L’homme, âgé de 68 ans au moment des faits, souffre d’une lourde pathologie psychique. Sa femme espérait qu’il ne retournerait pas en prison et pouvoir reprendre leur vie commune.

Il n’est pas banal que devant la cour d’assises, avocats des parties civiles et de la défense plaident dans le même sens dans une affaire de tentative de meurtre. Depuis mercredi, Joaquim, 73 ans, était jugé pour avoir, le 14 juin 2017 à Juvisy-sur-Orge (Essonne), poignardé à cinq reprises sa femme. Pourtant, depuis bientôt six ans, cette dernière demande à pouvoir reprendre la vie conjugale avec celui qui a failli la tuer. Ce vendredi soir, la cour et les jurés ont longuement délibéré, pendant cinq heures. Ils ont finalement condamné l’accusé, qui comparaissait libre, à cinq ans de prison avec mandat de dépôt, au grand dam de toute sa famille.

Le couple était marié depuis 45 ans quand le drame est arrivé. Joaquim est né dans une famille très pauvre au Portugal et a perdu sa mère à l’âge de 11 ans. Les drames familiaux se sont succédé, une grande partie de la famille étant touchée par des problèmes de dépression. Ses trois frères se sont suicidés, son père et sa sœur aînée ont été hospitalisés en hôpital psychiatrique, tout comme lui, au moins une fois. Si l’homme est décrit unanimement comme travailleur, honnête, discret et toujours prêt à rendre service, il est également dépressif, mais n’était pas suivi.

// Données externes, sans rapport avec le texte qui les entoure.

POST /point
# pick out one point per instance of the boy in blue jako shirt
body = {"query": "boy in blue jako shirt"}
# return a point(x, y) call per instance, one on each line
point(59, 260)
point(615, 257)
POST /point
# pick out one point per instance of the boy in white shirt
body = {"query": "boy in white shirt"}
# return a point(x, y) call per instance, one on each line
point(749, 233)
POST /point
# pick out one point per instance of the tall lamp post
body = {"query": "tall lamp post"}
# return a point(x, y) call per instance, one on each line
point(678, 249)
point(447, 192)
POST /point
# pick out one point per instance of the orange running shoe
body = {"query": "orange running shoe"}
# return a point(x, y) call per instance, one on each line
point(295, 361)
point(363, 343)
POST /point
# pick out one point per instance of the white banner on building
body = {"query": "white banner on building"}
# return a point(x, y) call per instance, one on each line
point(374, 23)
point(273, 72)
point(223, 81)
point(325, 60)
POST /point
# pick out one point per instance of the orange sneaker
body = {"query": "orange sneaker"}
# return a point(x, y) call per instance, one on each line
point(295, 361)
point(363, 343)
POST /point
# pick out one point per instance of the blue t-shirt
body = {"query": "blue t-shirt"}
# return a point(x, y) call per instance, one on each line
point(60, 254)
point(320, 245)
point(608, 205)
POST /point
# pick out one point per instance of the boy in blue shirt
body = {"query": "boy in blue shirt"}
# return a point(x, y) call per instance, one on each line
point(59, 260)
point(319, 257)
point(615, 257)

Une lettre d’adieu à leurs enfants

Six jours avant les faits, sur insistance de sa femme, il consulte le médecin de famille car il ne va pas bien, dort mal. Le médecin n’est pas psychiatre mais dit cependant à la sœur de l’accusé, qui le consulte ce même jour, qu’il craint la survenue d’un drame. « Depuis quelques jours, je n’allais pas bien. Je commençais à avoir des choses dans ma tête, explique Joaquim à la barre. Je pensais que ma femme me trompait, mais ça n’était pas vrai. Je voyais passer quelqu’un dans la rue et je pensais qu’il venait pour ma femme ou pour me prendre ma maison, mes outils. »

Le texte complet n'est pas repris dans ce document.